The exact mechanism underlying the relationship between the TyG index and stroke has not been fully elucidated. The TyG index has been proposed as a reliable marker of IR.25,31 Thus, IR may mainly account for these associations. First, IR plays an important role in endothelial dysfunction,32 chronic inflammation,33 and platelet adhesion, activation, and aggregation.34,35 Second, IR was associated with the development of atherosclerosis, plaque progression, and rupture.29,36,37 Third, IR may be a mechanism that leads to hypertension, diabetes,11 dyslipidaemia, and other factors,38 ultimately increasing stroke risk.14 Additionally, the TyG index, which is calculated from fasting glucose and triglycerides, was positively associated with hyperglycaemia and dyslipidaemia, suggesting that the TyG index may influence stroke risk through the presence of cardiovascular risk factors.

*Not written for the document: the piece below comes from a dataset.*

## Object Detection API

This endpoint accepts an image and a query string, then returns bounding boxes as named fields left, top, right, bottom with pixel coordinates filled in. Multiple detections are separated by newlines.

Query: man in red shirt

There are some limitations in this study. First, glycosylated haemoglobin and 2-h oral glucose tolerance tests were not examined, so the impact of impaired glucose homeostasis on stroke could not be assessed. Second, although the most available demographic and clinical variables were included in the regression models, residual confounding factors could have affected the results. Third, due to the sample size being too small for haemorrhagic stroke, we did not analyse this type of stroke separately. Fourth, the TyG index was only assessed at baseline, and more frequent measurements would possibly have provided more information. Finally, the study was limited to a specific subpopulation, so our findings cannot be extrapolated to other populations.

In summary, using data from a prospective, large-scale hypertension registry study, we found that a high TyG index representing IR was independently associated with an increased risk of first stroke. These findings suggested that the TyG index may be a useful marker for risk stratification in elderly patients with hypertension.